Living in what is being termed the digital age has its upside. For a start – blogs exist. Before blogs, we all just used to keep our innermost thoughts to ourselves or write them in diaries. And those diaries were secret only, as we made clear by scrawling “keep out” all over them. Now, we publish those same things online – the Digital Age is a little bit weird, really.
Apart from blogs, there are so many ways in which life is more it convenient nowadays. You can shop online, meet the love of your life online, plan events and catch up with friends who lives thousands of miles away.
There is only one thing missing. When was the last time you received a letter from a friend? A real, tangible letter, written on paper and then posted to you? Probably a while ago, right? And even further if there’s a qualifier about it having been a handwritten letter. There are people growing up who will never experience that.
The problem with everything being digital is that we miss out on that sensory experience; the feeling of holding something tangible.
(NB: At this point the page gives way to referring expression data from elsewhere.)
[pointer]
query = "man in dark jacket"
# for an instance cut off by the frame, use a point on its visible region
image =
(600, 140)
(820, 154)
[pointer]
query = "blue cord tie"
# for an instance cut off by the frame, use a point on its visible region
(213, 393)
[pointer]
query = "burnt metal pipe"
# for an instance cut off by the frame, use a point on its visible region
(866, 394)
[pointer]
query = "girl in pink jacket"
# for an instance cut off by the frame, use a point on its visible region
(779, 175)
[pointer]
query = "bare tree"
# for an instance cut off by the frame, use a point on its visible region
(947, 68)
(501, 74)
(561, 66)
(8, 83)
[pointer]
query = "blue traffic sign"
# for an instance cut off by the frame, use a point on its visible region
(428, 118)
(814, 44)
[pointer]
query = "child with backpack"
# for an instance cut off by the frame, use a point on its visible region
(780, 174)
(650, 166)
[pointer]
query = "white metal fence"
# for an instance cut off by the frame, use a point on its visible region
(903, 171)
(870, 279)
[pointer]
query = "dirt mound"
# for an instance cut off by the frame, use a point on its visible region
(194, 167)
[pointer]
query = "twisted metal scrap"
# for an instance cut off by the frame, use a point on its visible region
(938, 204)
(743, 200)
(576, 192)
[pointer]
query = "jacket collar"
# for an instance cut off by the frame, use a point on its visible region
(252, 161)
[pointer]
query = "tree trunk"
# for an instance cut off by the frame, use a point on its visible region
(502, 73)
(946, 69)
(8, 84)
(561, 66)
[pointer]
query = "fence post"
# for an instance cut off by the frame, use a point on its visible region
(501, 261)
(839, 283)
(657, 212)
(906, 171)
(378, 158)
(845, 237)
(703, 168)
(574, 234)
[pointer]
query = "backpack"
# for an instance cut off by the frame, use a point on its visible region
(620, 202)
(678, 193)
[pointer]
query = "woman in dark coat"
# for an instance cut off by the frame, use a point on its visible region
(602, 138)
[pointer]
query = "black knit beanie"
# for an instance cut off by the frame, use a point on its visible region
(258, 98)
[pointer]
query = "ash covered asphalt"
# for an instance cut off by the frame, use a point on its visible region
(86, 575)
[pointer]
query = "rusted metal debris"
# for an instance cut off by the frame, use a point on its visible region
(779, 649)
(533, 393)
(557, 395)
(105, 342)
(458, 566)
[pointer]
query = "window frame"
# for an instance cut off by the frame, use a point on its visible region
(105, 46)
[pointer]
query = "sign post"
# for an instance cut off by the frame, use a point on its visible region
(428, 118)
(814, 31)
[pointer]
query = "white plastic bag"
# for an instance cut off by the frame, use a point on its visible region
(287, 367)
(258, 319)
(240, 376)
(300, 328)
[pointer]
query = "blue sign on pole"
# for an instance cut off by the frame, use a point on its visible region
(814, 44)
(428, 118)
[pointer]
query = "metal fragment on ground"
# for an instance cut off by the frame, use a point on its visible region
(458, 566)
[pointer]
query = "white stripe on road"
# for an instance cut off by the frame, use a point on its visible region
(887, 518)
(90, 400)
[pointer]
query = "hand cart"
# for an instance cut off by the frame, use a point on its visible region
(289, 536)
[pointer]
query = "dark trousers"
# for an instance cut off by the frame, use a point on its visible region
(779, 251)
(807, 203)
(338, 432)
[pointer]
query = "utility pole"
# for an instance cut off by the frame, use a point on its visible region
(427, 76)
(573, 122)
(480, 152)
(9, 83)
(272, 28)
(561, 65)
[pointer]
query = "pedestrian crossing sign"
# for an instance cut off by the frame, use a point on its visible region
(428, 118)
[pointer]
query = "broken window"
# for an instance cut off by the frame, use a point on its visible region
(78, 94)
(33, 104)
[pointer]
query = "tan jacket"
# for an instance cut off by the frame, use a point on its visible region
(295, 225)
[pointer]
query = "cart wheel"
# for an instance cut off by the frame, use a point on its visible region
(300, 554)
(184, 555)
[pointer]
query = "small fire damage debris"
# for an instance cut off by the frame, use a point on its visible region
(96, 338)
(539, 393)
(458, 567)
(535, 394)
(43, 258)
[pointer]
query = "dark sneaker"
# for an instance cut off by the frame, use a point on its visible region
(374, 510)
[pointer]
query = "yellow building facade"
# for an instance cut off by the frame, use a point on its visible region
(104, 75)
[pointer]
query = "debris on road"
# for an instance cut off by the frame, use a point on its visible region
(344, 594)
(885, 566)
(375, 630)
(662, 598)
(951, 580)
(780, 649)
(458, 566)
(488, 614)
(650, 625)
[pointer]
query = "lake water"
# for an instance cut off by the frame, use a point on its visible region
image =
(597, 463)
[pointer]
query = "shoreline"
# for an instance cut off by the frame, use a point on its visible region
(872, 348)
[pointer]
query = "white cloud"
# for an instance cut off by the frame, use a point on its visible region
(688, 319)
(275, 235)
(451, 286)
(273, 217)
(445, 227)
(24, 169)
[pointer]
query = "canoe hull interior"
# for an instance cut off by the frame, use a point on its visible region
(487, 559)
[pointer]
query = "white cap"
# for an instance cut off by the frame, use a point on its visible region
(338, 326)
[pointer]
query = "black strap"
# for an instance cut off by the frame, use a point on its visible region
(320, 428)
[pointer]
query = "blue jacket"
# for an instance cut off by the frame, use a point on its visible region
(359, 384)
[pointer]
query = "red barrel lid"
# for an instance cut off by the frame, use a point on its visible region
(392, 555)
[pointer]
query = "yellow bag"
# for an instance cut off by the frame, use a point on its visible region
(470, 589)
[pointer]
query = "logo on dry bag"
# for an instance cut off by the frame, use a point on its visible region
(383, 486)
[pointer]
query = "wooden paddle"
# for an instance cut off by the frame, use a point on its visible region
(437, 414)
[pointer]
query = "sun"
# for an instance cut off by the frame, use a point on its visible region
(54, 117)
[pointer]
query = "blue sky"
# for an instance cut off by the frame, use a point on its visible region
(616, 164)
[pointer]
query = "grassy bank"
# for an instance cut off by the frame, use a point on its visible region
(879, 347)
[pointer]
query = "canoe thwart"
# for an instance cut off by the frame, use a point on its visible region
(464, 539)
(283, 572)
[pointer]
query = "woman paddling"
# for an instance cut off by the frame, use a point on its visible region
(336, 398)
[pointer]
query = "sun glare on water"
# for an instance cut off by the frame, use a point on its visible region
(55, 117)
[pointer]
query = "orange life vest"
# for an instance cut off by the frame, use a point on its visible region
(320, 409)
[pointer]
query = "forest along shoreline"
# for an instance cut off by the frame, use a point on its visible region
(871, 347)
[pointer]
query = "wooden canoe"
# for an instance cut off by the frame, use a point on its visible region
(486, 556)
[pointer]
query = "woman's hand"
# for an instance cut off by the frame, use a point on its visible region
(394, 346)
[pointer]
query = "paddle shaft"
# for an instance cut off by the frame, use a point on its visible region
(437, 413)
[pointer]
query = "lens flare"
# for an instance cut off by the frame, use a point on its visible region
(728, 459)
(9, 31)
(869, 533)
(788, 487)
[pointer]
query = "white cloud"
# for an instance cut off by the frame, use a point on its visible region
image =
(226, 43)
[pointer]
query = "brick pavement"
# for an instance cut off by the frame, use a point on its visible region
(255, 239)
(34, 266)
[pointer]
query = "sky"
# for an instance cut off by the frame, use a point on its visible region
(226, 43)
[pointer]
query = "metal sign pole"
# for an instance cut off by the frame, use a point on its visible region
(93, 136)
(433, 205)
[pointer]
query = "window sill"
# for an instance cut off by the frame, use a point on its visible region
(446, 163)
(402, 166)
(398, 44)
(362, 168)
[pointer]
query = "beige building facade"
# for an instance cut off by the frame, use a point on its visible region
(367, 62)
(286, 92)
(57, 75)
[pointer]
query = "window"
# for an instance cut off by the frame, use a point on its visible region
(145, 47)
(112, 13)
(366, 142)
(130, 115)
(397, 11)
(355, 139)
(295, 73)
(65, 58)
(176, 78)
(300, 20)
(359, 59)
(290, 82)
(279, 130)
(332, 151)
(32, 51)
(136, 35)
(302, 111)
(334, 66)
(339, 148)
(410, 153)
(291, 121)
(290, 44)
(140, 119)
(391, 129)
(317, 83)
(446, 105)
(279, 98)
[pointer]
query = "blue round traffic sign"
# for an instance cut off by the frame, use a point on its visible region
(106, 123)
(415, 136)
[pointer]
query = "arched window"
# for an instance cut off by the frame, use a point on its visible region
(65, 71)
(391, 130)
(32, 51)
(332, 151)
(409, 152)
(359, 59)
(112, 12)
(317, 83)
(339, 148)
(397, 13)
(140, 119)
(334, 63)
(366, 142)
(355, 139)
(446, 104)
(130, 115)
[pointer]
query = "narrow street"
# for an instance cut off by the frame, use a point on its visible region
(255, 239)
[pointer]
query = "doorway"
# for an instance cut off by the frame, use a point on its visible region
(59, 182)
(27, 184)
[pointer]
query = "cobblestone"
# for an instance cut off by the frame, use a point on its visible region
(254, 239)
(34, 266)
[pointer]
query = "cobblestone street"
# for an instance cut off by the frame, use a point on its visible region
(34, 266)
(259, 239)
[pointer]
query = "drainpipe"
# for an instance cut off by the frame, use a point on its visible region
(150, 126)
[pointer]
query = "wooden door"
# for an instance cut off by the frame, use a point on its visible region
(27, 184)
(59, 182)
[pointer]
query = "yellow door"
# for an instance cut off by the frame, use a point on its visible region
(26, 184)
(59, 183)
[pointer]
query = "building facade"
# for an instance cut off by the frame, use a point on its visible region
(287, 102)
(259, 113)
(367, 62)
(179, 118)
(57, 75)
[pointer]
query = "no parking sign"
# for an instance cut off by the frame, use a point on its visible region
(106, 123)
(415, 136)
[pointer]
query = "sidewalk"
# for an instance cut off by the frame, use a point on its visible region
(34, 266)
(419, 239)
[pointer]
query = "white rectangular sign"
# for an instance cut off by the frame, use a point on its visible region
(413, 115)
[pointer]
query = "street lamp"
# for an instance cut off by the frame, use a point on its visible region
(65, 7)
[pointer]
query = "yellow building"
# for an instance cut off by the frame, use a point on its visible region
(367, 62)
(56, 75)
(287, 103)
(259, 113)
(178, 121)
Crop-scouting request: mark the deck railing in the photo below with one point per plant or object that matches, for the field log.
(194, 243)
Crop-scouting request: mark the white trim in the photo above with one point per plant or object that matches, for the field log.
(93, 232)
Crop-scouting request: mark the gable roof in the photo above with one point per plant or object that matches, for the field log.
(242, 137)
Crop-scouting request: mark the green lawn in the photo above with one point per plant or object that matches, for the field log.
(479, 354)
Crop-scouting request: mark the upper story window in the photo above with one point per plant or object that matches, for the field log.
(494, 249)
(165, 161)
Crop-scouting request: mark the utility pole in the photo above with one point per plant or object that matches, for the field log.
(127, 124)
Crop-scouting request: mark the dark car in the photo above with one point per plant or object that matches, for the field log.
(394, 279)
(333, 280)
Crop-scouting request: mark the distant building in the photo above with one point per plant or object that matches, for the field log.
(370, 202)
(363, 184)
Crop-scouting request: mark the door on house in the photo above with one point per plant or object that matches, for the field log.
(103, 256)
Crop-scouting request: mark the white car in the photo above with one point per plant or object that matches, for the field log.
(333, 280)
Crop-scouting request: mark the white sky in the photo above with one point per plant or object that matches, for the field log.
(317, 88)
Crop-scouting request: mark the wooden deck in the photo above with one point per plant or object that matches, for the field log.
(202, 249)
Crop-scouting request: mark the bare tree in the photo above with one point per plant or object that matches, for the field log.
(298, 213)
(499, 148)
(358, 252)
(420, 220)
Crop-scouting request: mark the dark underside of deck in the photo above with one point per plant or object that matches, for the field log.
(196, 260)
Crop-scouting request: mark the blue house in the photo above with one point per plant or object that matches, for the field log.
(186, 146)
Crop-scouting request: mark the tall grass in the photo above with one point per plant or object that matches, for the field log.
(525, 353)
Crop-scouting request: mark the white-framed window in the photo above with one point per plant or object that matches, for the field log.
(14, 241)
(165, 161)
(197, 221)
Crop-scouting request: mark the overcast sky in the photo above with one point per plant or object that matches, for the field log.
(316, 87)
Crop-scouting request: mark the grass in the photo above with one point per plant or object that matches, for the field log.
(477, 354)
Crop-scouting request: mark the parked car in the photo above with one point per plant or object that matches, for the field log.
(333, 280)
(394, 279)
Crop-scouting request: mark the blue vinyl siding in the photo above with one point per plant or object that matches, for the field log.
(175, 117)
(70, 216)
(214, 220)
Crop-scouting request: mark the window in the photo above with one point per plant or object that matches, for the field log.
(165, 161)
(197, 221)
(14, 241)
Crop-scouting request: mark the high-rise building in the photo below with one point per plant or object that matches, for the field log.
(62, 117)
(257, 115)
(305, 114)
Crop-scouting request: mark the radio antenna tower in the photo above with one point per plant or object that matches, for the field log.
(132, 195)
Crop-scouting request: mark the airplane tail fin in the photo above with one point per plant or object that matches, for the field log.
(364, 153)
As we move more and more towards a cashless society, this becomes apparent. Money is no longer paper and coins; it’s figures on a screen that change, and the things we buy just turn up at the door.
This isn’t meant to be a “this was all fields once” style pondering; it’s just an observance. There are too many ways that technology has changed lives for it to be considered anything other than wonderful.
However, it’s difficult not to think there are some areas of life where we should step away from the screen and go analogue. Even if it’s less convenient, more expensive or a combination of both – sometimes, it makes sense to go a little old school. What sort of events? How fortunate you asked…
To Comfort Someone
If it’s feasibly possible, it’s better to be able to comfort someone in person. You can send emoji or *hugs* in an email or over Skype, but nothing compares to a proper hug and the handing over of a soothing cup of tea. Obviously, for some friendships, distance makes this impossible and technology provides an adequate solution. But if you live near someone who is going through a rough time, visit them as well as sending them a social media message.
Invitations and Cards.
You can now buy birthday cards that are pre-written for you and printed out. The whole process is easier, but should it be? Does it take much to take a second to write out a birthday card, wedding congratulations or one of the Paper Themes save the date cards? It doesn’t ask much, but it shows that you cared more about what you were sending and its contents rather than just getting it done.
These are likely to just be the tip of the iceberg. What other ways do you think it’s still better to use the old methods rather than keeping everything online?